Taking files from linux in windows
 
Does anyone know how can i take the files from linux while im in windows?
Which program should i use?

bioalchemist 02-03-2006 09:32 AM

Quote:

Originally Posted by Dakkar
Does anyone know how can i take the files from linux while im in windows?
Which program should i use?

try explore2fs - that will allow you access to files on linux partitions from windows, but it's read only. see link:

http://uranus.it.swin.edu.au/~jn/linux/explore2fs.htm

Dakkar 02-03-2006 09:46 AM

isnt there any way for me to copy from linux and take it to windows
and my linux partition is reiserfs not ext2 or 3

okmyx 02-03-2006 09:58 AM

The simplist way is to have a FAT32 partition somewhere on your drive that you can mount in both linux and windows.

Dakkar 02-03-2006 08:05 PM

Thanks guys i made it
if anyone have this kind of problem boot your linux from installation cd then open a console and write
grub-install /dev/hda then your grub loader will be installed to mbr

KimVette 02-03-2006 08:17 PM

Not quite - you can gain read-only access of Reiser partitions from Windows.

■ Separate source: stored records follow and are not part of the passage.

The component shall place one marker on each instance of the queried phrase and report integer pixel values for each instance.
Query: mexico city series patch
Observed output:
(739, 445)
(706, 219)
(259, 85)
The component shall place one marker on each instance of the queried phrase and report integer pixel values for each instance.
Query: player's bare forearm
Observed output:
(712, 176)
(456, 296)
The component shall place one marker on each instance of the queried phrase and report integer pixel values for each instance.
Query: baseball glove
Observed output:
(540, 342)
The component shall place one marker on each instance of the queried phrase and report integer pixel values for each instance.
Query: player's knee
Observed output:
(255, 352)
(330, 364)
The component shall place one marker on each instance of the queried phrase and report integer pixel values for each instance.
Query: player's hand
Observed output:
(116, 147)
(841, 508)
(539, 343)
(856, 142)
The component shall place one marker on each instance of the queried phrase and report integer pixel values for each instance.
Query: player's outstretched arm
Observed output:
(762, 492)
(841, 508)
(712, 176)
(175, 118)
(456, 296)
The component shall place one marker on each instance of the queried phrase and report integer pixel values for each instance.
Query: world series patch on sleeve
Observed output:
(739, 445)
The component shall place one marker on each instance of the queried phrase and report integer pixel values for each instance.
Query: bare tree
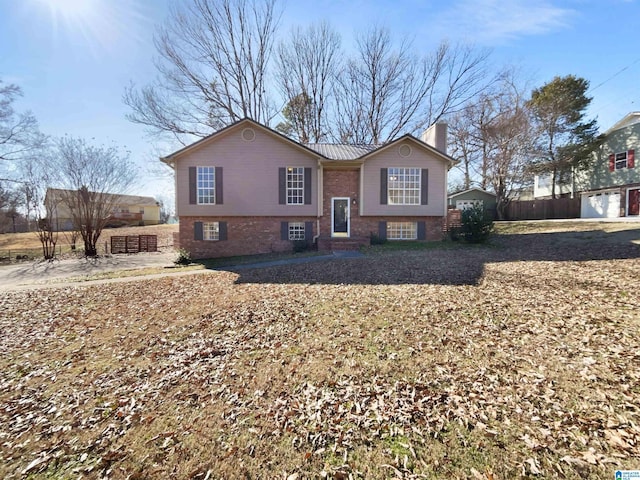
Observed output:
(19, 134)
(307, 65)
(386, 90)
(566, 136)
(213, 61)
(493, 137)
(91, 180)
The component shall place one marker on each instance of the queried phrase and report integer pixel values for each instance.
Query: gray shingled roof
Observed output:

Check out:

http://p-nand-q.com/download/rfstool.html
http://yareg.akucom.de/

Enjoy!

quantumnicity 02-03-2006 08:36 PM

the FAT32 partition will do the trick; i found it easiest to re-install windows first, and partition part of the the drive as FAT32 (you have to make a partition that is <= 30GB for this), then continue the windows installation, then linux. you'll be able to swap stuff between linux and windows on the FAT32 drive with no problem.

KimVette 02-04-2006 11:30 AM

Better yet, access your NTFS partition directly (read AND write!) by upgrading to the 2.6.15 kernel. :)

TomalakBORG 02-04-2006 11:38 AM

On windows - I would reccomdend using www.fs-driver.org to access and write to ext2/ext3 partitions. On linux, you can def. read NTFS drives, but writing to them has always been sketchy and dangerous (unless DRASTIC changes have been made in 2.6.15... I know it says write support, but so far we're only able to modify files, not create/delete/change size)

Fat32 is a good solution for a shared partition, except for the 4gb file size limit - the biggest file you can store is 4gb, so no dvd rips.

If you wanted true universality you would share a drive over a network using samba or nfs - that way linux/mac/windows systems could all access and modify it.